A right without access is meaningless, and access was frequently blocked by pre-Dobbs restrictions on Medicaid funding for abortion, state restrictions on health insurance coverage of abortion, and onerous state regulations on abortion clinics that have led to many clinic closures. Roe did not ensure that everyone was able to make unencumbered decisions about their bodies and lives and was decided on flimsy legal arguments about a constitutional right to privacy that did not sufficiently advance or protect women’s rights to autonomy and self-determination.

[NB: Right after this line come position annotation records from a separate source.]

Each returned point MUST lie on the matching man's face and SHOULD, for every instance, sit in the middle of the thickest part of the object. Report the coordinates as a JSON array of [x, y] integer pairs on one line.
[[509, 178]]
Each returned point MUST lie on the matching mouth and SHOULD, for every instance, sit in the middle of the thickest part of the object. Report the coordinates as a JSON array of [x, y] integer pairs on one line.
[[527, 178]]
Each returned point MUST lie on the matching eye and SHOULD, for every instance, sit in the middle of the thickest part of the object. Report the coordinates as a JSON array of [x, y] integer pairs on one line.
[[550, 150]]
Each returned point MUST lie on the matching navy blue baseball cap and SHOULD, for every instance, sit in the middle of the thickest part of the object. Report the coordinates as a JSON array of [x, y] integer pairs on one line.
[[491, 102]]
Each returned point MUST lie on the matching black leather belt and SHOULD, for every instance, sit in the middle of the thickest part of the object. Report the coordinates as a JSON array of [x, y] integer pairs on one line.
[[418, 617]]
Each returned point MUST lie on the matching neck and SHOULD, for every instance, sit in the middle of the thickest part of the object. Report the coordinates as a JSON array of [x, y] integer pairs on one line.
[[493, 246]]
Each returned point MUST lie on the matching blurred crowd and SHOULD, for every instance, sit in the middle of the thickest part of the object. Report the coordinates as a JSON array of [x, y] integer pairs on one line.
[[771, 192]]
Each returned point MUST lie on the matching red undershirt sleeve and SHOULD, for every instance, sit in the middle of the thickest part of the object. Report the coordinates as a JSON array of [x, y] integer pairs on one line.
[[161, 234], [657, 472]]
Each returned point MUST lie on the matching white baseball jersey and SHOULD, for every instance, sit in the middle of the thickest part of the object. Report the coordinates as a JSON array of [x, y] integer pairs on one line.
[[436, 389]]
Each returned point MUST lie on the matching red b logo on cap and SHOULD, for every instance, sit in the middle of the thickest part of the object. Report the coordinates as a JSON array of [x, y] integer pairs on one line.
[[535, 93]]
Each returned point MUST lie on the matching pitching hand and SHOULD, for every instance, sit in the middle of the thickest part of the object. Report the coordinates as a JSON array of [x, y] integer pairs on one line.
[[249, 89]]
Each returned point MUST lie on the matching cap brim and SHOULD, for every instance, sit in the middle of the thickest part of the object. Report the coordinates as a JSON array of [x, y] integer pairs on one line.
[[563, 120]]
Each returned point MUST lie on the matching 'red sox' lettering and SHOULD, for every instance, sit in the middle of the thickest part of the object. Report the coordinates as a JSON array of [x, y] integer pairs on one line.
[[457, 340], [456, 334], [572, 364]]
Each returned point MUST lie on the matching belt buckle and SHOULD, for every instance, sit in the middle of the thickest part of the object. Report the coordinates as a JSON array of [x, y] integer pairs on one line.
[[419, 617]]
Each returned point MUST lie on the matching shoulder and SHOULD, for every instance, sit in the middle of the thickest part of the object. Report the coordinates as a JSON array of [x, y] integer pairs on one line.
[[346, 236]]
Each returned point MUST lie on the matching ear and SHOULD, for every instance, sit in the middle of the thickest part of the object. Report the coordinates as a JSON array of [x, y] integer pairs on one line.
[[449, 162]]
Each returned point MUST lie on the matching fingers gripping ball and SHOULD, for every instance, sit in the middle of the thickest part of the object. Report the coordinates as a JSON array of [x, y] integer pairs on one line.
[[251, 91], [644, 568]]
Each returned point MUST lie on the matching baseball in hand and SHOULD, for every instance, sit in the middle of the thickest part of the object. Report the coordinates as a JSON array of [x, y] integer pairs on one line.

Democrats have momentum on abortion rights. They know the issue can turn out voters and is popular even in Republican-led states. Every time abortion rights have been on the ballot since Roe fell, they have won. This is the moment for Harris and the Democrats to take meaningful action on the economic factors that prevent many women from making the reproductive decisions that are best for them. To win over voters who care about abortion and gender equity, they need to make it clear what they will do to ensure abortion access and reproductive justice, and not just give lip service to abortion as a right that means nothing to those unable to access it.

Beyond the inadequate calls to return to the protections of Roe v. Wade, Harris could call for expanded access to care by funding clinics and direct service providers, for ending the criminalization of pregnancy outcomes (especially for pregnant people of color), and for the repeal of the Comstock Act, a nineteenth-century anti-obscenity law that could function as a nationwide abortion ban. She could speak out about the harm of regulating abortion at any point, calling for abortion to be accessible and affordable for anyone, for any reason, at any stage of pregnancy.

The Democrats have the opportunity to take bold action to ensure access to reproductive health care without barriers or stigma and support families with progressive social policies. People’s health and lives depend on their willingness to take advantage of the moment.